Investigation Subject Identification: Investigators search for persons and organisations using partial names, known identifiers, or approximate details, with fuzzy and phonetic matching uncovering potential matches despite incomplete or misspelled information.
Customer Due Diligence Screening: Compliance teams search entity databases during onboarding to identify existing profiles, prior investigation involvement, and potential duplicate records before creating new customer profiles.
Cross-Reference Discovery: Analysts use identifier-based search to cross-reference entities across data sources, finding matching passport numbers, tax identifiers, or registration numbers that link seemingly unrelated profiles.
Geographic Pattern Analysis: Investigators search for entities concentrated in specific geographic areas to identify potential networks, co-located businesses, or address-sharing patterns relevant to financial crime investigations.
Ongoing Monitoring Alerts: Saved searches with scheduled execution automatically detect new entities matching investigation criteria, alerting analysts when persons or organisations of interest appear in the system.

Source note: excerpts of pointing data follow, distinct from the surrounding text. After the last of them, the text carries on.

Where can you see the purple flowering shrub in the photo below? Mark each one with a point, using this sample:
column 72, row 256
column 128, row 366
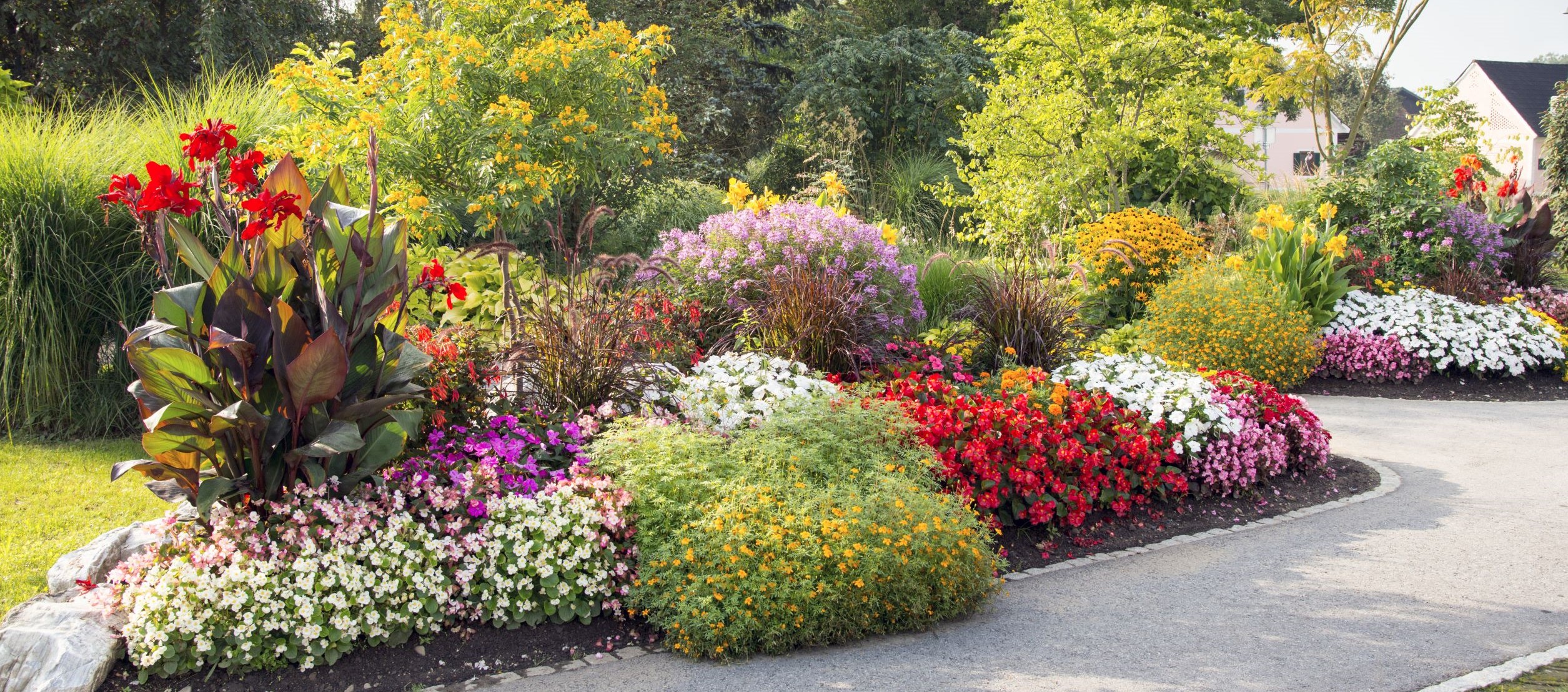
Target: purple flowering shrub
column 1277, row 433
column 524, row 451
column 1358, row 355
column 730, row 258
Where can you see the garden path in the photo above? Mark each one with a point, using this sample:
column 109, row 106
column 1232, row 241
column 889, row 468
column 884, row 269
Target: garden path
column 1464, row 567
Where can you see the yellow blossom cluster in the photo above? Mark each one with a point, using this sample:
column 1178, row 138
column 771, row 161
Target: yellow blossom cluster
column 1131, row 253
column 1221, row 319
column 485, row 107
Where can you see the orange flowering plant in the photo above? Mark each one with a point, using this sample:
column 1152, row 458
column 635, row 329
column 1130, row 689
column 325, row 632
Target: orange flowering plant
column 487, row 111
column 820, row 526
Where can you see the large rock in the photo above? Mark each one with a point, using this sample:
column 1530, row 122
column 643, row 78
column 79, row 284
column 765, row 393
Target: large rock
column 56, row 645
column 96, row 559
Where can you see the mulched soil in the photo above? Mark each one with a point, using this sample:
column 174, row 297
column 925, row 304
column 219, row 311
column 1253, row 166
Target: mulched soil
column 1534, row 387
column 447, row 658
column 472, row 651
column 1156, row 521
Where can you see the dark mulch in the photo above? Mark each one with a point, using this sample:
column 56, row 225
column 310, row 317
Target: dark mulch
column 447, row 658
column 1156, row 521
column 1534, row 387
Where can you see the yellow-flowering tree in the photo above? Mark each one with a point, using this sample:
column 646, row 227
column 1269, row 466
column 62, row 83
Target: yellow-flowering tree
column 485, row 112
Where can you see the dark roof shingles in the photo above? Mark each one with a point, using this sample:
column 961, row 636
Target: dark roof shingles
column 1529, row 87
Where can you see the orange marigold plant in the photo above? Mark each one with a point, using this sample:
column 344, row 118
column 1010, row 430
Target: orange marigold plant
column 1221, row 319
column 1131, row 253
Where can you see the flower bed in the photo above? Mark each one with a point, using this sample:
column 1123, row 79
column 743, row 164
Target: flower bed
column 319, row 575
column 1486, row 339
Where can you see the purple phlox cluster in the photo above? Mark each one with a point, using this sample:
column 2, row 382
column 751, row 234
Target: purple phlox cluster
column 523, row 457
column 734, row 252
column 1470, row 233
column 1358, row 355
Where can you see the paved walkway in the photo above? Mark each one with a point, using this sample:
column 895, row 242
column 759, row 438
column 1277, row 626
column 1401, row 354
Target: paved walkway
column 1464, row 567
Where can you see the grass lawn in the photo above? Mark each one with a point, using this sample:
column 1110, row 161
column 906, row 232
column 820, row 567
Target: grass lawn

Data Quality Assessment: Search capabilities enable data stewards to identify potential duplicate profiles, incomplete records, and data inconsistencies through targeted queries and faceted analysis of entity populations.

Integration#

The Profile Search and Discovery module integrates with the platform's profile management, investigation management, and entity resolution systems. Search results feed into investigation workspaces and due diligence workflows, saved searches connect to alerting and notification systems, and search analytics inform data quality dashboards. The module supports field-level access controls and audit logging for complete tracking of all search activities.